Wednesday 19 December 2012

Winds of Change

Formerly the Excelsior Hotel
The beautiful city that I have lived in all my life, like my father and grandfather, is changing at an accelerated rate. From the business capital of New Zealand 150 years ago to a sleepy stasis in recent decades, Dunedin is awakening to development and business opportunities; some good, some short-sighted and contentious. As I write, a civic committee is considering submissions as to the worthiness or otherwise of a proposed 28 storey glass-box hotel, nearly 3 times higher than our current tallest building, in a position at the end of Otago Harbour that would be highly visible from almost every worthwhile veiwpoint.
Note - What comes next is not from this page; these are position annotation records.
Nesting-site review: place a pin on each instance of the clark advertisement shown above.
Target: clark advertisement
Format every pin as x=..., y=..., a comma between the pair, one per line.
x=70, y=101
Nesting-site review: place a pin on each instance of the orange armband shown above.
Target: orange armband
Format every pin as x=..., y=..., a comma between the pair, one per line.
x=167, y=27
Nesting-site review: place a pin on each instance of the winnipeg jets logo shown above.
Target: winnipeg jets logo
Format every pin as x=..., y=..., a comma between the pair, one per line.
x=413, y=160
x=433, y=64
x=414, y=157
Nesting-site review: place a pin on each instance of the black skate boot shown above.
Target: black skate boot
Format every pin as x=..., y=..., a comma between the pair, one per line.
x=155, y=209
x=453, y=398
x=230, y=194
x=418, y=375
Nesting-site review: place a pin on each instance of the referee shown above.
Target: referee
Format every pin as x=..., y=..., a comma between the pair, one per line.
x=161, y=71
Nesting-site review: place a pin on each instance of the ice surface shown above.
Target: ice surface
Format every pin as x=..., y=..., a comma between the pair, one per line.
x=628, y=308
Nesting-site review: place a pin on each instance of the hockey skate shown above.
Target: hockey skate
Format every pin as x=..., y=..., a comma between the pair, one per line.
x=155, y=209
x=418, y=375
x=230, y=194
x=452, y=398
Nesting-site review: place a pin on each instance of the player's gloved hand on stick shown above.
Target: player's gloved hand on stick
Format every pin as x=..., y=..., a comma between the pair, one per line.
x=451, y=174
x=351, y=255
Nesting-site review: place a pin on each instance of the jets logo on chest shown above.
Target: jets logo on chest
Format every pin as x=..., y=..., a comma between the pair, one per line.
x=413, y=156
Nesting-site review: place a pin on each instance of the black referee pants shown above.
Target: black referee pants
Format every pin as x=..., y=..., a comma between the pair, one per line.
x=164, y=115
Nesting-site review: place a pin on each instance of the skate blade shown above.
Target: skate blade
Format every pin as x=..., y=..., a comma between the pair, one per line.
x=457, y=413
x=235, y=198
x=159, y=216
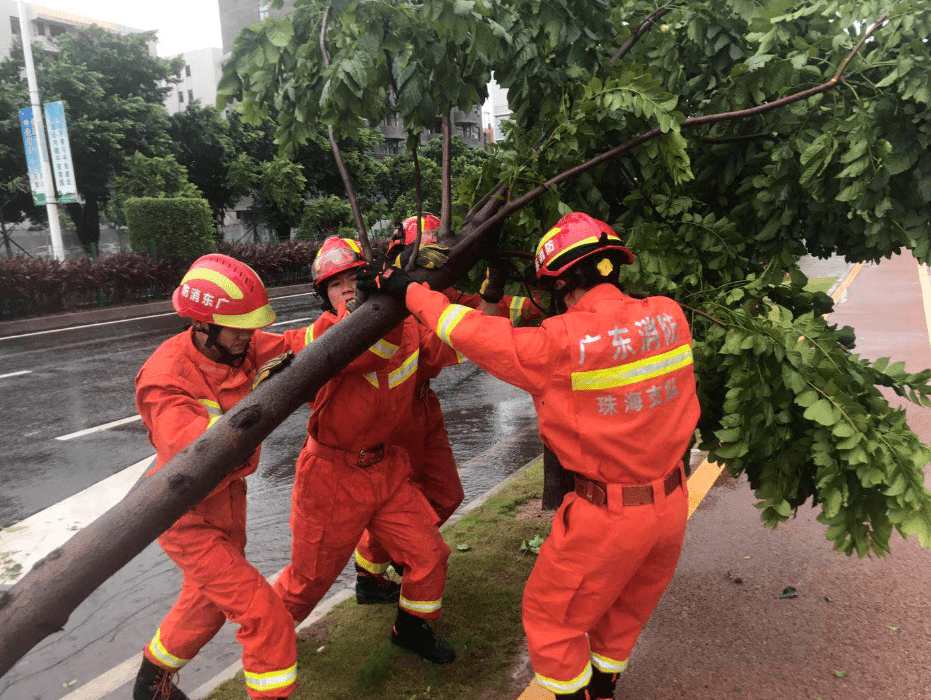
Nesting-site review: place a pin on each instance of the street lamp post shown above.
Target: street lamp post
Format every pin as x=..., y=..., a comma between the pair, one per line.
x=51, y=202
The project brings a number of issues into sharp relief.

Much in the manner that local Maori must have felt as they saw the great masted ships of our forefathers come sailing up the harbour, so now we look on as wealthy Chinese (or so we are to believe) investors eye up our real estate and present us with what the Chamber of Commerce calls "growth opportunities we'd be foolish to spurn", we are on the cusp of a major cultural change: not European to Chinese but rather from a city of heritage buildings, academic excellence and wildlife treasures to a commercially driven one of fashion, tourism and opportunistic growth.

There's no reason, I suppose, that these uneasy bedfellows cannot coexist, garnering the best from each other without killing the golden goose. In the meantime, my surprise at the degree of polarisation this issue has incurred is surpassed only by the growing awareness that a massive number of middle-dwellers don't care at all.